Privacy Policy
Protecting your personal data matters to us. Below we inform you about the processing of your data in accordance with the GDPR. (The legally binding text is the German version.)
1. Controller
The controller within the meaning of the GDPR is: Dr. Daniel Zeiß GmbH Niedenau 36, 60325 Frankfurt am Main Email: praxis@danielzeiss.de · Phone: 069 34868114
TODO(Praxis): Falls ein Datenschutzbeauftragter bestellt ist, dessen Kontaktdaten hier ergänzen. — Add the data protection officer’s contact details if one has been appointed.
2. Medical confidentiality & health data
As a medical practice we are bound by medical confidentiality. Your health data (e.g. histories, diagnoses, findings) is processed to fulfil the treatment contract on the basis of Art. 9(2)(h) GDPR in conjunction with § 22 BDSG, and treated strictly confidentially.
3. Data collected when visiting the site
When you access our website, your browser automatically transmits information that is stored in server log files: IP address, date and time, requested resource, browser type and version, operating system, referrer URL. The legal basis is our legitimate interest in secure, functional operation (Art. 6(1)(f) GDPR).
These log files are also the sole source for our reach measurement — see section 6.
4. Contact form and email
If you contact us via the form or by email, we process the data you provide (name, contact details, request) to handle your enquiry. Legal basis: Art. 6(1)(b) and (a) GDPR. Please do not transmit sensitive health data via the form.
5. No cookies, no tracking, no consent banner
This website sets no cookies at all — neither technically necessary nor optional ones. It therefore needs no cookie banner and no consent prompt. Nothing is stored in your browser (no localStorage, no sessionStorage).
No JavaScript tracker is embedded. We use no advertising, marketing or profiling services and transmit no data to third parties for such purposes.
All content — fonts (Lato), images, scripts and stylesheets — is served from our own server. Opening our pages establishes no connection to content delivery networks, Google Fonts, map, video or social media services. Where we point to external offerings (e.g. streaming services, app stores), we do so exclusively with plain links: data is only loaded there once you deliberately click through.
6. Reach measurement (Matomo, log-based)
For reach measurement we use Matomo, open-source analytics software that we host ourselves on our own server in Germany. No data is passed on to the vendor or to any other third party.

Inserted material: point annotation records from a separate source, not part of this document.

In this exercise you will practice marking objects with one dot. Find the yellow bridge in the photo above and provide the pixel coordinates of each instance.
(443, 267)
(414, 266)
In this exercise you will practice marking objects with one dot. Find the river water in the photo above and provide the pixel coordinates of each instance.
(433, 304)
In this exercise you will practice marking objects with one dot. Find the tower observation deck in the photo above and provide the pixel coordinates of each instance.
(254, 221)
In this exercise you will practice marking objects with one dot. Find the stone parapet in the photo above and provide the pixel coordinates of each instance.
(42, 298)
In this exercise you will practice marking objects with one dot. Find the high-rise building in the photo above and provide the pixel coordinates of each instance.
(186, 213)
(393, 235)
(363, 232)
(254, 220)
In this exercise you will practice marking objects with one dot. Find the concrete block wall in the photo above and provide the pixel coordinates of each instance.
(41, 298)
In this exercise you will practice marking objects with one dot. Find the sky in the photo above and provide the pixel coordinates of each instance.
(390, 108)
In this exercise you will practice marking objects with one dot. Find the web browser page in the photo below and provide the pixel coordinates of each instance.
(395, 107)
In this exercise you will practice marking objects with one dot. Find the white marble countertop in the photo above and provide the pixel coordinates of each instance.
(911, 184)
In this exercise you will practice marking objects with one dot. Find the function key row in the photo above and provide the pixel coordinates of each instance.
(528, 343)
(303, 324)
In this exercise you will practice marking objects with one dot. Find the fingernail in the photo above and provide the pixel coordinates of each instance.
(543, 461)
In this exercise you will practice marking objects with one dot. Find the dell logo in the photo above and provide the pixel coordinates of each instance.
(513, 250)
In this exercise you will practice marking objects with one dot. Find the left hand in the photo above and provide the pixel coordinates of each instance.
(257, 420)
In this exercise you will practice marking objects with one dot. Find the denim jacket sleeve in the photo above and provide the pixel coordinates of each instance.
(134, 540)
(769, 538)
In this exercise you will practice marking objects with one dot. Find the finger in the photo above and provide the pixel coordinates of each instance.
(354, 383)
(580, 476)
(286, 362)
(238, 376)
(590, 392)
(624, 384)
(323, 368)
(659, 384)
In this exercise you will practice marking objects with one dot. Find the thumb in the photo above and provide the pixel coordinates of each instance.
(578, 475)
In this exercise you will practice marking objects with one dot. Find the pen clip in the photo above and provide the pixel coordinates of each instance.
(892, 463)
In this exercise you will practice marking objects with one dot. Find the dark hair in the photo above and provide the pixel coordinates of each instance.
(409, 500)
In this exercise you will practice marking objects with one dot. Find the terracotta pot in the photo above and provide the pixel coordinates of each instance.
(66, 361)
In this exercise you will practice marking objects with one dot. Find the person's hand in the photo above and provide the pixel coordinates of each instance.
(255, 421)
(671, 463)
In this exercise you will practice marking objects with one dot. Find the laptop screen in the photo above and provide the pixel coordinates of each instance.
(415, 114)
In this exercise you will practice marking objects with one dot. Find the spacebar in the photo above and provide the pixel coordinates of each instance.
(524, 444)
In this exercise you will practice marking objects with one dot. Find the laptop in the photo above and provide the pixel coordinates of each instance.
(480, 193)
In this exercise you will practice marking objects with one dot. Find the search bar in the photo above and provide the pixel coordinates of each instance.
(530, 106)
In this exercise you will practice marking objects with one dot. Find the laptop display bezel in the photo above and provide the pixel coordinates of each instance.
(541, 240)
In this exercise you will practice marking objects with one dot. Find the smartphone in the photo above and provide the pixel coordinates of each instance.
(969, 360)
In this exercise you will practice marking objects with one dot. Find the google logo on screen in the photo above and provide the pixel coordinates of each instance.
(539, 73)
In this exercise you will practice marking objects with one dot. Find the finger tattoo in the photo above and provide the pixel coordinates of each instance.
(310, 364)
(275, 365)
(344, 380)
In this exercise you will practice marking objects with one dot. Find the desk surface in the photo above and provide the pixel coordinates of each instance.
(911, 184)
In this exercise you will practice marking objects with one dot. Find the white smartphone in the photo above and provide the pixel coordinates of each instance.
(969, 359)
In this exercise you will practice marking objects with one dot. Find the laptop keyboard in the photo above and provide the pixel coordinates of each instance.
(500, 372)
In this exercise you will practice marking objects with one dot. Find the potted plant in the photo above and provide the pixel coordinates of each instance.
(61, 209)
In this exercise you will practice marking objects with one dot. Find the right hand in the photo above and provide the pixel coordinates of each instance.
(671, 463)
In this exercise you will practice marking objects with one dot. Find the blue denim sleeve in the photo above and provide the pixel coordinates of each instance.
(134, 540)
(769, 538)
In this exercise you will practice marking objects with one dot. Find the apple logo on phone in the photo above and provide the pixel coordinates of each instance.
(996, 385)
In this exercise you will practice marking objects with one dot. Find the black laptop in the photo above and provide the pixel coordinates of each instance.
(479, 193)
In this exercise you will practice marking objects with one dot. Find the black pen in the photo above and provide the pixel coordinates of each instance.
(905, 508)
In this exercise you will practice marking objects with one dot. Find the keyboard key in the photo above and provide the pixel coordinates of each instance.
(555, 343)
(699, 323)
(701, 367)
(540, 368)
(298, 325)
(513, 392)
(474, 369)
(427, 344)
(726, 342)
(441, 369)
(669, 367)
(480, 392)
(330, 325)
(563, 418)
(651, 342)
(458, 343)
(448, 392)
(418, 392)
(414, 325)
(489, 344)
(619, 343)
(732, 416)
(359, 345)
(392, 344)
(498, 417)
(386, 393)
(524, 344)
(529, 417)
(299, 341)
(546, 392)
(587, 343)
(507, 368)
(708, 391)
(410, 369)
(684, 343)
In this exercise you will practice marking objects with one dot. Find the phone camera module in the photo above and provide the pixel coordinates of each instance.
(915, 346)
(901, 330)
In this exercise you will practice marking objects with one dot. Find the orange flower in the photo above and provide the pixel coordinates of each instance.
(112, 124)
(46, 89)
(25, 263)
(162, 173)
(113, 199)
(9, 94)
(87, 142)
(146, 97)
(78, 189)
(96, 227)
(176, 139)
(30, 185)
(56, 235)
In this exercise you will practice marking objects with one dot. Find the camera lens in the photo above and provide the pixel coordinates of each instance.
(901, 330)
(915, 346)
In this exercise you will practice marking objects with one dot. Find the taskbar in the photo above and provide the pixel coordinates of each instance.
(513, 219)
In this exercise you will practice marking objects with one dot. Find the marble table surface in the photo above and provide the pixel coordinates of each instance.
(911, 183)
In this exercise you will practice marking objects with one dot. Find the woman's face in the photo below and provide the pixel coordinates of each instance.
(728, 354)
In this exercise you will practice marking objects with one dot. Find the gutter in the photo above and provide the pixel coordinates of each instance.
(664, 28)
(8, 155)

Matomo is used exclusively in log-import mode: it evaluates only the server log files that arise anyway (see section 3). No counting pixel and no JavaScript tag is embedded in the page, no cookie is set, and no cross-device recognition takes place. IP addresses are anonymised by Matomo before they enter the analysis.
The purpose is the statistical evaluation of page usage in order to improve our offering. The legal basis is our legitimate interest in data-minimising reach measurement (Art. 6(1)(f) GDPR). As no information is stored on or read from your device, no consent under § 25 TDDDG is required.
7. Hosting
Our website is hosted by Hetzner Online GmbH, Industriestr. 25, 91710 Gunzenhausen, Germany. The servers are located in Germany. A data processing agreement pursuant to Art. 28 GDPR is in place.
8. Storage period
We store personal data only for as long as necessary for the respective purposes or as required by statutory retention obligations (e.g. retention of patient records).
TODO(Praxis): Konkrete Speicherfristen ergänzen (Server-Logfiles, Matomo, Kontaktanfragen). — Add concrete retention periods.
9. Your rights
You have the right to information, rectification, erasure, restriction of processing, data portability and objection. You can withdraw any consent given at any time with effect for the future.
10. Right to complain
You have the right to lodge a complaint with a data protection supervisory authority, in particular in the place of your residence, workplace or the alleged infringement.
11. SSL/TLS encryption
For security reasons this site uses SSL/TLS encryption. You can recognise an encrypted connection by the “https://” in your browser’s address bar.
12. Changes
We reserve the right to adapt this privacy policy so that it always complies with current legal requirements. The respective current version applies.
TODO(Praxis): Diese Datenschutzerklärung ist ein Entwurf und wurde NICHT juristisch geprüft. — This privacy policy is a draft and has NOT been reviewed by a lawyer. Have the practice’s legal counsel review and approve it before launch, in particular sections 2, 5/6 and 8.